Han Xin <chiyutianyi@xxxxxxxxx> · Tue, 30 Nov 2021 10:57:40 +0800

On Tue, Nov 30, 2021 at 3:12 AM Jeff King <peff@xxxxxxxx> wrote:
> We set transfer.unpackLimit to "1", so we never run unpack-objects at
> all. We always run index-pack, and every push, no matter how small,
> results in a pack.
>
> We also set GIT_ALLOC_LIMIT to limit any single allocation.

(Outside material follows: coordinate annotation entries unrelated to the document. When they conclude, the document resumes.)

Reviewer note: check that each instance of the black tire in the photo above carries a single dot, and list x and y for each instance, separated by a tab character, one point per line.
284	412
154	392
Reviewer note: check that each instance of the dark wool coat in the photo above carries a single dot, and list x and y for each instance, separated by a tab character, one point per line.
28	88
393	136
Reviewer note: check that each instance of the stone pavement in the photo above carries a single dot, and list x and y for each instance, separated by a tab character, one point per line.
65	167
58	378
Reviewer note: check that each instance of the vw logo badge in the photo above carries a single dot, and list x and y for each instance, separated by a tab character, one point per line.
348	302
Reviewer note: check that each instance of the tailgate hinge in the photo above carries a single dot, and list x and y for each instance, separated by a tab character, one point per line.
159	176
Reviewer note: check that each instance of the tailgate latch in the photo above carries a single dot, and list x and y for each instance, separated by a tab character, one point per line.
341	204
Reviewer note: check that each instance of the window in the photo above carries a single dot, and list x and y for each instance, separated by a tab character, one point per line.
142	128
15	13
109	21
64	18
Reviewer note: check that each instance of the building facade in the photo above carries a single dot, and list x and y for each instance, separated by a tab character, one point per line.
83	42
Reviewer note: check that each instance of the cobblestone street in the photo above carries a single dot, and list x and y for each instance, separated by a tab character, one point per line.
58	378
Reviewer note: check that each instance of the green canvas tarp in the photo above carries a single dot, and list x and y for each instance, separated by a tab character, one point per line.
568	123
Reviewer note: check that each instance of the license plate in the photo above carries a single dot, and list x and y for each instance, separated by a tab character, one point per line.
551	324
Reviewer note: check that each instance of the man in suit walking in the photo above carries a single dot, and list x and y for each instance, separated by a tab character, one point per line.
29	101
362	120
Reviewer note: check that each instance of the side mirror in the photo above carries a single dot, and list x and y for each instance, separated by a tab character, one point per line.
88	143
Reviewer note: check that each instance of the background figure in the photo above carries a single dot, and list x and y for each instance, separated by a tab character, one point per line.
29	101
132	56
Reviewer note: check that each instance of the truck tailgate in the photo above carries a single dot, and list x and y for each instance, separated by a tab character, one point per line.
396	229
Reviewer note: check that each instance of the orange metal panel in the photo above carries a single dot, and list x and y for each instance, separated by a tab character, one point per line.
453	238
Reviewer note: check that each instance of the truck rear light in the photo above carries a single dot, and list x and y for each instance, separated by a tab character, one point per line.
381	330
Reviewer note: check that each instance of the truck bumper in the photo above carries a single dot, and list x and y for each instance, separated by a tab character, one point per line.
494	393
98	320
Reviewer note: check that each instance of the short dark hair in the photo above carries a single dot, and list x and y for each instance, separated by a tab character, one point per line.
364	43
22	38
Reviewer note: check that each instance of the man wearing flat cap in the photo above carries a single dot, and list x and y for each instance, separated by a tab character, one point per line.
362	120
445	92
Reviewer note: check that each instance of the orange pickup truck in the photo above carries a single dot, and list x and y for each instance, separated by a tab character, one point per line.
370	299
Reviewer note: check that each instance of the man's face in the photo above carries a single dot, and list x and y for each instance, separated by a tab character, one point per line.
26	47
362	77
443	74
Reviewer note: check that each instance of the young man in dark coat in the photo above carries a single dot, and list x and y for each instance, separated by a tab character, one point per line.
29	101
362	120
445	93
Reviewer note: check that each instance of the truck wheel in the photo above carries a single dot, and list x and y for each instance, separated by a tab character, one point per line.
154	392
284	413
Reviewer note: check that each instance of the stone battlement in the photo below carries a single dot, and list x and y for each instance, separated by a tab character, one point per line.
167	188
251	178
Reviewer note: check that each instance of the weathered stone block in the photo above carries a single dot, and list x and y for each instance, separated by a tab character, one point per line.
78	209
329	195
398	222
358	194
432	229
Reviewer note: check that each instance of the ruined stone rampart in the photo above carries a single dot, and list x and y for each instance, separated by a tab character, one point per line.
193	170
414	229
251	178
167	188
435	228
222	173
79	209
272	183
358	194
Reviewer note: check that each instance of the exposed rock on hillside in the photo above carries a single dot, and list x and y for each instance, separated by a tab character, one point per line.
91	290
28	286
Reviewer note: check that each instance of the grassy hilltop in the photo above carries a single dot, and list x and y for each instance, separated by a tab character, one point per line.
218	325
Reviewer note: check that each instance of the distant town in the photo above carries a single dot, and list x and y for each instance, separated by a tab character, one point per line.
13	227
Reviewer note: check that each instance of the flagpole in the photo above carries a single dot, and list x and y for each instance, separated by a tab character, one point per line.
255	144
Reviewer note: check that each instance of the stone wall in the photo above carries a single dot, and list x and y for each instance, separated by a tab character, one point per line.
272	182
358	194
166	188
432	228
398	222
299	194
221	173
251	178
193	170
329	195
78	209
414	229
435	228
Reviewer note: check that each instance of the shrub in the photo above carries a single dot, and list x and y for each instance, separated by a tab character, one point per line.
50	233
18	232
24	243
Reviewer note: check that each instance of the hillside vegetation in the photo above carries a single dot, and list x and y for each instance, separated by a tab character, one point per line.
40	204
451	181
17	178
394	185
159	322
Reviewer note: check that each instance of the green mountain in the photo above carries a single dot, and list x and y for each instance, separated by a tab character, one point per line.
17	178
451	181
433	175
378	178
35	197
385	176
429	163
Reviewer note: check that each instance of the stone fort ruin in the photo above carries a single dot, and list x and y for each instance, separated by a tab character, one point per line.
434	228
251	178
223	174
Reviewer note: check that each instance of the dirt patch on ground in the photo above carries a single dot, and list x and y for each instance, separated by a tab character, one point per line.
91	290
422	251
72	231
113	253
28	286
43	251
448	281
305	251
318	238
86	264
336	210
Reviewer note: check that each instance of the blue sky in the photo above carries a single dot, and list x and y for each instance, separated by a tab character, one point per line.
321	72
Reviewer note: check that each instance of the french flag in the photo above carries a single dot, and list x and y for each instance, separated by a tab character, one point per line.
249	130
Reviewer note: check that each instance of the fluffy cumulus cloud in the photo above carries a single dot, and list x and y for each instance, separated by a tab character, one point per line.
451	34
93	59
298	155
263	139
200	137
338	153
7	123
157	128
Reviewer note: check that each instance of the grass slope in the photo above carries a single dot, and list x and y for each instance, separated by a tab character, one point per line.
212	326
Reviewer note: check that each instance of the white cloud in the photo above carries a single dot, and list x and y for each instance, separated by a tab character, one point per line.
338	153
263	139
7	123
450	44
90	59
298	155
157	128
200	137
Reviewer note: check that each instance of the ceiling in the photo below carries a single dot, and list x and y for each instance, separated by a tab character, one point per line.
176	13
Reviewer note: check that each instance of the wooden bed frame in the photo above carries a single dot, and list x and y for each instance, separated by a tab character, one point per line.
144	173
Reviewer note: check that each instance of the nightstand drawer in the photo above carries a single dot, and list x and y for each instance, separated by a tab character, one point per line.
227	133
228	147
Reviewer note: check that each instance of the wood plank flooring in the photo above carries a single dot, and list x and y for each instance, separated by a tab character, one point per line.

We also have
> custom code in index-pack to detect large objects (where our definition
> of "large" is 100MB by default):
>
>   - for large blobs, we do index it as normal, writing the oid out to a
>     file which is then processed by a pre-receive hook (since people
>     often push up large files accidentally, the hook generates a nice
>     error message, including finding the path at which the blob is
>     referenced)
>
>   - for other large objects, we die immediately (with an error message).
>     100MB commit messages aren't a common user error, and it closes off
>     a whole set of possible integer-overflow parsing attacks (e.g.,
>     index-pack in strict-mode will run every tree through fsck_tree(),
>     so there's otherwise nothing stopping you from having a 4GB filename
>     in a tree).

Thank you very much for sharing.

The way Github handles it reminds me of what Shawn Pearce introduced in
"Scaling up JGit". I guess "mulit-pack-index" and "bitmap" must play an
important role in this.

I will seriously consider this solution, thanks a lot.